Real Estate - Scraper
A scraper that gathers data from real estate ads.
Currently Suported Websites
Country | Website |
---|---|
Brazil | ZAP Imóveis |
Installation
Requirements |
---|
Python 3.6 |
MongoDB |
1. Clone this repository
Clone this repository using git and cd into the project folder:
git clone https://github.com/pauloromeira/realestate-scraper.git && \
cd realestate-scraper
2. Install Python requirements
Inside project folder, install python requirements using pip:
pip install -r requirements.txt
Usage
First, run MongoDB server:
mongod &
Then use the following command to start crawling:
scrapy crawl zap [-a url=<zapimoveis-url>] [-a start=n] [-a count=n] [-a seed=<seed>]
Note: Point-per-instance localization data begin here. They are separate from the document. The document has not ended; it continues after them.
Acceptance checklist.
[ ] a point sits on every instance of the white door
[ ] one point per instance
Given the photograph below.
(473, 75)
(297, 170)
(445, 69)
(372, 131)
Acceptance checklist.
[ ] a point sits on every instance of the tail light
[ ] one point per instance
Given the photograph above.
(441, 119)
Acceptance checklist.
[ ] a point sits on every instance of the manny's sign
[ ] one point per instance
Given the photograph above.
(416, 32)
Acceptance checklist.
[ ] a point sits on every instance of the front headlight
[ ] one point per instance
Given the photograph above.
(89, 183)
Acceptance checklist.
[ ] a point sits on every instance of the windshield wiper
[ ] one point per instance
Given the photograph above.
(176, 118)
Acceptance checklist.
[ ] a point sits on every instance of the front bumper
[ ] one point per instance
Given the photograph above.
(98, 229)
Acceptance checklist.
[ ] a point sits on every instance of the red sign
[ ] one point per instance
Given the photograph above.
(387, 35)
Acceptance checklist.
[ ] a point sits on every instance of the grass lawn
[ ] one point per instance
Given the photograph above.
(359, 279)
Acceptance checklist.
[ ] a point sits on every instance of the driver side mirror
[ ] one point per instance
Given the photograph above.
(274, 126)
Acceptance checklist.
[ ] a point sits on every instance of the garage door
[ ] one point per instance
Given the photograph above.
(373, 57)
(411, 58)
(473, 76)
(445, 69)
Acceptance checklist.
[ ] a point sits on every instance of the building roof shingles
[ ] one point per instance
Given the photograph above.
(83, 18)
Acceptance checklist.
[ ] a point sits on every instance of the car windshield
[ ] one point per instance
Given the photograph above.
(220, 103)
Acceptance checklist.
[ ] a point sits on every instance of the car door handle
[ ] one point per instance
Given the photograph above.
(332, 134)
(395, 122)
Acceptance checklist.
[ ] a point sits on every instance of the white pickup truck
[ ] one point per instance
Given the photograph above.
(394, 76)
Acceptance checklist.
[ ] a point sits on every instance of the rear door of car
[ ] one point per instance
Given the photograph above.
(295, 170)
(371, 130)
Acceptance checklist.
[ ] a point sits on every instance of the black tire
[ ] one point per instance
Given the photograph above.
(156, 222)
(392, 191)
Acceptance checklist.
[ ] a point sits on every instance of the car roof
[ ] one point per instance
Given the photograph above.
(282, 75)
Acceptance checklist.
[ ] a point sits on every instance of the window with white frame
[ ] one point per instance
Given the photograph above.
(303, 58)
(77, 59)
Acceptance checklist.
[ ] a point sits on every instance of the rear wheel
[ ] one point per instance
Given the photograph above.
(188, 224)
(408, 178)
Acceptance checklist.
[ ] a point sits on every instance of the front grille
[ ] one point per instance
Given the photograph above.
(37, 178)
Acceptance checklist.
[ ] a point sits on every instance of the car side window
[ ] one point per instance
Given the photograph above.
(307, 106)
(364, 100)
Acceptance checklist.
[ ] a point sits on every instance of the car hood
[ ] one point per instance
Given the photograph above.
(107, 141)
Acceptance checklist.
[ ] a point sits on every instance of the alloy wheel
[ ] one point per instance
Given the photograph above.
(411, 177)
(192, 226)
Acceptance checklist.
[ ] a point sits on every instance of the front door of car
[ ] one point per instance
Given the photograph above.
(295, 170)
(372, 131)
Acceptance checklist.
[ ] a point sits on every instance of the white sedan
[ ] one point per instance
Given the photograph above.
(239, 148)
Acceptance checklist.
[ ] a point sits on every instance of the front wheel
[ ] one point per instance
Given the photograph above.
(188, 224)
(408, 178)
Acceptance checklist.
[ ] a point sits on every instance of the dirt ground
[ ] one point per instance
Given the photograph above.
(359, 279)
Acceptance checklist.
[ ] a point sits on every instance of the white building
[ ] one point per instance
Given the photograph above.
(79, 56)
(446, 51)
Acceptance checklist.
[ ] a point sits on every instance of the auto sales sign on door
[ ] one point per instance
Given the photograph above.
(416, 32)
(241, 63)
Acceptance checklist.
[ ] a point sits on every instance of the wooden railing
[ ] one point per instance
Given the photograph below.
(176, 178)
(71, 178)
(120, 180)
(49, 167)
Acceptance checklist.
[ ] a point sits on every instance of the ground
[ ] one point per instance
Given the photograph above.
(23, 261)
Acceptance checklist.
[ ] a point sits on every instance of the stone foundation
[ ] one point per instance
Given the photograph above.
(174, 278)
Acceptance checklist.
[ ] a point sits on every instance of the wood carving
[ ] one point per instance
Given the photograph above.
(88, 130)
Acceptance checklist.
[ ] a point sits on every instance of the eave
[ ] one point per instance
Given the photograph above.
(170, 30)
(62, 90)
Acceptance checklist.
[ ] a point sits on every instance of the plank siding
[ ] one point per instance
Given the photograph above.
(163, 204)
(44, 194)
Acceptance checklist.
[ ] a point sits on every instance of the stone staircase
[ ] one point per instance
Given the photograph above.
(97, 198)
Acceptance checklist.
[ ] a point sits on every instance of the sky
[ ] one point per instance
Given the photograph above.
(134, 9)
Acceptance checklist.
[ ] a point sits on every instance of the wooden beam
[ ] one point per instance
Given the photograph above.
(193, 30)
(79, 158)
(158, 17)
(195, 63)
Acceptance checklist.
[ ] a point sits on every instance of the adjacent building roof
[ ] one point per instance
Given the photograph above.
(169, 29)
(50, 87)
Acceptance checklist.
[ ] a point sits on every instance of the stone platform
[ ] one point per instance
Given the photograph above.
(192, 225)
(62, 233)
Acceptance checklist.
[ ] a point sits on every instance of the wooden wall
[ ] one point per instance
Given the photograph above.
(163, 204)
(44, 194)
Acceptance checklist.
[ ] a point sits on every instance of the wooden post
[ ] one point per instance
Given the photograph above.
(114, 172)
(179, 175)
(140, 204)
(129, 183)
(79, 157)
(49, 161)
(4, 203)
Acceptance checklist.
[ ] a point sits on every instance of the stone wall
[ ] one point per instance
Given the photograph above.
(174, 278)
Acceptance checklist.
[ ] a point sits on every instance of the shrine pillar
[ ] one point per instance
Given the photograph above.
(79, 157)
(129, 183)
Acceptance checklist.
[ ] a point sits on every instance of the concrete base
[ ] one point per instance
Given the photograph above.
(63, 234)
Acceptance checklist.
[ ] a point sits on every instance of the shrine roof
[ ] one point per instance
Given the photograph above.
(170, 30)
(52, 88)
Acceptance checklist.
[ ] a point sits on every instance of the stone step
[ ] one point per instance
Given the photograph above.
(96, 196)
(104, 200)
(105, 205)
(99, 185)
Curently, only ZAP Imóveis is suported
Arguments:
-
count: limits the number of pages the crawler will search for. The default is to crawl till the end.
-
start: start crawling from a given page. The default is
1
. -
url: website url to perform search.
-
seed: seed for the website search engine.
Examples
-
Default values - properties in Pernambuco, Brazil. Crawl all pages.
scrapy crawl zap
-
Olinda-PE. Crawl the first 4 pages.
scrapy crawl zap -a count=4 -a url="https://www.zapimoveis.com.br/venda/imoveis/pe+olinda/"
-
Rio de Janeiro-RJ - south zone. Starting at page 100, crawl till the end:
scrapy crawl zap -a start=100 -a url="https://www.zapimoveis.com.br/venda/imoveis/agr+rj+rio-de-janeiro+zona-sul/"
-
All places. Starting from page 4, crawl 3 pages:
scrapy crawl zap -a start=4 -a count=3 -a url="https://www.zapimoveis.com.br/venda/imoveis/"